HIT-ROCKET: Hadamard-vector Inner-product Transformer for ROCKET
Wang Hao, Kuang Zhang, Hou Chengyu, Yuan Zhonghao, Tan Chenxing, Fu Weifeng, Zhu Yangying
TL;DR
HIT-ROCKET introduces a Hadamard-vector inner-product transformer for ROCKET that uses orthogonal Hadamard kernels to extract PPV features with fewer kernels and lower computation. By leveraging $H^T H = N I$ and kernel orthogonality, it achieves improved robustness and efficiency, enabling embedding on ultra-low-power devices while maintaining compatibility with standard classifiers. Empirical results on the UCR time series datasets show at least 5% F1 improvement over ROCKET and around 50% shorter training time than miniROCKET under identical hyperparameters, with strong noise robustness and effective one-class performance. The work provides an open-source implementation and discusses extensions such as non-uniform dilation and differential features, paving the way for efficient edge deployment of time-series classifiers.
Abstract
Time series classification holds broad application value in communications, information countermeasures, finance, and medicine. However, state-of-the-art (SOTA) methods-including HIVE-COTE, Proximity Forest, and TS-CHIEF-exhibit high computational complexity, coupled with lengthy parameter tuning and training cycles. In contrast, lightweight solutions like ROCKET (Random Convolutional Kernel Transform) offer greater efficiency but leave substantial room for improvement in kernel selection and computational overhead.

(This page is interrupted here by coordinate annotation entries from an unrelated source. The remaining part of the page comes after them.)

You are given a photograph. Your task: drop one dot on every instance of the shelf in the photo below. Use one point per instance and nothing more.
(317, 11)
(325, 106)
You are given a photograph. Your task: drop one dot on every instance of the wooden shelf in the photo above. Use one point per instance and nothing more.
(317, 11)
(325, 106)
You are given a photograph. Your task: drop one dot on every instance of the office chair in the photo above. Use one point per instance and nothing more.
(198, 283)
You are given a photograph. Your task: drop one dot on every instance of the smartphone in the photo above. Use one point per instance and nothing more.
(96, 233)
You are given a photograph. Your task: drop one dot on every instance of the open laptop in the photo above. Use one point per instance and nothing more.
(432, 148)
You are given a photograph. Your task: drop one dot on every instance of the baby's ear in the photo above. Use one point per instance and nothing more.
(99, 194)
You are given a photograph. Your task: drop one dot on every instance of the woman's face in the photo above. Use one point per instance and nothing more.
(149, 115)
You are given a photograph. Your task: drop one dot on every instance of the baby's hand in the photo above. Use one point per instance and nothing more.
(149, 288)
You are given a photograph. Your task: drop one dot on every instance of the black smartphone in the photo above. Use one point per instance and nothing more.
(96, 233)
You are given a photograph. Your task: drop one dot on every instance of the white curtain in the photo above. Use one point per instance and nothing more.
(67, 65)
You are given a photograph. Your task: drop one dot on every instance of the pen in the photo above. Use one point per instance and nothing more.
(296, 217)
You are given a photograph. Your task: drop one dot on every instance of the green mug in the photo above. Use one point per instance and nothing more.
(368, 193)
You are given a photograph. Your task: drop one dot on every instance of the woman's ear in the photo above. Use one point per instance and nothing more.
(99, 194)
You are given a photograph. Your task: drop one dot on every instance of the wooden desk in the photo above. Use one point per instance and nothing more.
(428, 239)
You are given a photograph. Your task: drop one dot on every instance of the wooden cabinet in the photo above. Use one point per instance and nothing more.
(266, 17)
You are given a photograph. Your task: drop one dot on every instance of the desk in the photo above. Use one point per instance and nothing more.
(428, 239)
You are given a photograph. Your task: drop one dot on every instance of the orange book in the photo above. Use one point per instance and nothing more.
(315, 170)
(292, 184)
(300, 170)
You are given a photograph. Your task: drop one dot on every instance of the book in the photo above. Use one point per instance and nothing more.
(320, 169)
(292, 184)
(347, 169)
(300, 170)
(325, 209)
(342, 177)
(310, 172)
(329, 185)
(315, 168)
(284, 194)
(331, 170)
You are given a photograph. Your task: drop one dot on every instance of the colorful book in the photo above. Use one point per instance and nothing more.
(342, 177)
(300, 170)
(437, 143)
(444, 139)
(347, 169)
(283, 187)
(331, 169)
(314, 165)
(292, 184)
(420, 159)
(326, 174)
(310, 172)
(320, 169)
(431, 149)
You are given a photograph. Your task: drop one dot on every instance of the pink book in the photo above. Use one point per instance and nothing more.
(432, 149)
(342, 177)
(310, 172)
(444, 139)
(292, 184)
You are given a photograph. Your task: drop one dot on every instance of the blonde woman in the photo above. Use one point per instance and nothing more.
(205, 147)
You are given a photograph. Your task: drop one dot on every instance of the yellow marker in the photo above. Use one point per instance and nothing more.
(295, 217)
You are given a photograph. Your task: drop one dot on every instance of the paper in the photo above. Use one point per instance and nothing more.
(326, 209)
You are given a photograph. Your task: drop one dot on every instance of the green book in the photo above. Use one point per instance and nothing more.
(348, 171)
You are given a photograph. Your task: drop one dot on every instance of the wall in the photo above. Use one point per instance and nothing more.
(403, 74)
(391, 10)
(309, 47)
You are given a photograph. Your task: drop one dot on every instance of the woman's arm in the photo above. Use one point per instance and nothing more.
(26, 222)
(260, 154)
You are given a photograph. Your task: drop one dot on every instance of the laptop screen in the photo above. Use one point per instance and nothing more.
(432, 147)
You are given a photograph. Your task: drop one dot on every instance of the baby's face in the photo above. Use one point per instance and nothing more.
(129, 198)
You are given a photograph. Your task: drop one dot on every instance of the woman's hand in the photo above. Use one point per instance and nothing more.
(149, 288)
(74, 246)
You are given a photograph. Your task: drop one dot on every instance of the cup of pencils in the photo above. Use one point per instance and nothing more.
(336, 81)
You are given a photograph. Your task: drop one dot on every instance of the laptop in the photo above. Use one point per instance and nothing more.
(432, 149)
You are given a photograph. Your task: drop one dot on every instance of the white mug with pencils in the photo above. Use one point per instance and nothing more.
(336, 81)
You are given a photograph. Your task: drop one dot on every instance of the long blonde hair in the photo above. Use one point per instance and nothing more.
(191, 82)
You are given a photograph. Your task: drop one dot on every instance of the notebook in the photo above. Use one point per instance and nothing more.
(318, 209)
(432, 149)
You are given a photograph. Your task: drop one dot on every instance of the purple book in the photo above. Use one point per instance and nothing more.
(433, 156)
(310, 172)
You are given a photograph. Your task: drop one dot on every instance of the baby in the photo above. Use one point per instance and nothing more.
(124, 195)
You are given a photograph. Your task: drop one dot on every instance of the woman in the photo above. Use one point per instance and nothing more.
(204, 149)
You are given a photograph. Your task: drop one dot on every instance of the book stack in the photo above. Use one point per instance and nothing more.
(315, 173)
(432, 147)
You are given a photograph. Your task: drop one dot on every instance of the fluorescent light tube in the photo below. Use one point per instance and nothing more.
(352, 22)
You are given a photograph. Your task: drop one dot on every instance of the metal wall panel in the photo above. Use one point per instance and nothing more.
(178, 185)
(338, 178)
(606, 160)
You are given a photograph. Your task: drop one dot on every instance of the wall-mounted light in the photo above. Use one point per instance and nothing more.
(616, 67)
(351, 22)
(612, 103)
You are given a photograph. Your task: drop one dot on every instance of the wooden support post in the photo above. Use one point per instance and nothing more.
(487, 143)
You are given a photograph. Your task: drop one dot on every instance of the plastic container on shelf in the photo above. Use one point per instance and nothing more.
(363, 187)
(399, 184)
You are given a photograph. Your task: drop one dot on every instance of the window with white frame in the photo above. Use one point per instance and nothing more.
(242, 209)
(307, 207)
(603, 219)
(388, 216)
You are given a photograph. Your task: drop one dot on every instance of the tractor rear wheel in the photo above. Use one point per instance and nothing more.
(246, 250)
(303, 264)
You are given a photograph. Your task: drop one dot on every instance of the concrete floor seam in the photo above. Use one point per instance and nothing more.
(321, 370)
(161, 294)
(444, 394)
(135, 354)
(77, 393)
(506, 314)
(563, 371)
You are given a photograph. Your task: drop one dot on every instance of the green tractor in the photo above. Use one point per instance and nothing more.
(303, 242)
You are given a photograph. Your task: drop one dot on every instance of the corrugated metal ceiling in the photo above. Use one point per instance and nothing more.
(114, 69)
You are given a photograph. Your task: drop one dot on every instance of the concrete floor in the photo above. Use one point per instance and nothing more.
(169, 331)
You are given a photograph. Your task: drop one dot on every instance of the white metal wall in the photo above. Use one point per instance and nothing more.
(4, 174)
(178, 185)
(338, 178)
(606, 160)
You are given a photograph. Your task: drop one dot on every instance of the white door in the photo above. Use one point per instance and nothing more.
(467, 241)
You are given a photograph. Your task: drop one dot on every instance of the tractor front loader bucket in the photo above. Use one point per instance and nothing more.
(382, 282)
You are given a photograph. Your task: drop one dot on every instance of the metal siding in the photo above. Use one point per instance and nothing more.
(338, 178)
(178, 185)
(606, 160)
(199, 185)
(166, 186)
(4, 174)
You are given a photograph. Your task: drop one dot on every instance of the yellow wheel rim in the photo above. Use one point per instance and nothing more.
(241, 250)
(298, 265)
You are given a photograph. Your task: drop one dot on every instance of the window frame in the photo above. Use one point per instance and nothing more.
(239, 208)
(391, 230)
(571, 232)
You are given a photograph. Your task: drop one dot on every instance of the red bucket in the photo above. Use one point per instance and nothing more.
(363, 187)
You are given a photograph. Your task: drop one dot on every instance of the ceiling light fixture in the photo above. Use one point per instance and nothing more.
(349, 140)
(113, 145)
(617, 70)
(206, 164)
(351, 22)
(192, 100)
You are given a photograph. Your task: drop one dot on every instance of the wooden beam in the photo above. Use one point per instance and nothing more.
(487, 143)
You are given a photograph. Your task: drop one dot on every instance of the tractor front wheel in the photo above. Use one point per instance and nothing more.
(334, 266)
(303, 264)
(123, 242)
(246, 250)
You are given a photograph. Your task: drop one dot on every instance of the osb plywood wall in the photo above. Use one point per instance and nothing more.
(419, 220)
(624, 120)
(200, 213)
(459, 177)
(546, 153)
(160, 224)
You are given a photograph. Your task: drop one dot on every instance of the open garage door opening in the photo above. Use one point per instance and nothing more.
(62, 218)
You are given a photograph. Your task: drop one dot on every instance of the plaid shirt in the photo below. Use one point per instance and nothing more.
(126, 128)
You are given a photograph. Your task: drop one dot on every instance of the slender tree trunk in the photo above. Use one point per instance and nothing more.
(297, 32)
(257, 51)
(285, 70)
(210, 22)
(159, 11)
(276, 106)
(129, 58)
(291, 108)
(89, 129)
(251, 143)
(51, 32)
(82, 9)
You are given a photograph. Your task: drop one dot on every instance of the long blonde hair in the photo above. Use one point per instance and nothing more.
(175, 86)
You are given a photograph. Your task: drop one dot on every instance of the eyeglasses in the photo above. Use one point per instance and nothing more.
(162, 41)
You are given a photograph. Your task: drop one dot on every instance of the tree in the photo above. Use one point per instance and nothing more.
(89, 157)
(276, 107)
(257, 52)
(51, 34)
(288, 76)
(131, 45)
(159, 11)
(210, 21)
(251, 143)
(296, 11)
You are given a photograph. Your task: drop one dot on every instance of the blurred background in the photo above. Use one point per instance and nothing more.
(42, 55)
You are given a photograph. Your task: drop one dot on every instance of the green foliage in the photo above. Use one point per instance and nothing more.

To address these challenges, we propose a feature extraction approach based on Hadamard convolutional transform, utilizing column or row vectors of Hadamard matrices as convolution kernels with extended lengths of varying sizes. This enhancement maintains full compatibility with existing methods (e.g., ROCKET) while leveraging kernel orthogonality to boost computational efficiency, robustness, and adaptability. Comprehensive experiments on multi-domain datasets-focusing on the UCR time series dataset-demonstrate SOTA performance: F1-score improved by at least 5% vs. ROCKET, with 50% shorter training time than miniROCKET (fastest ROCKET variant) under identical hyperparameters, enabling deployment on ultra-low-power embedded devices. All code is available on GitHub.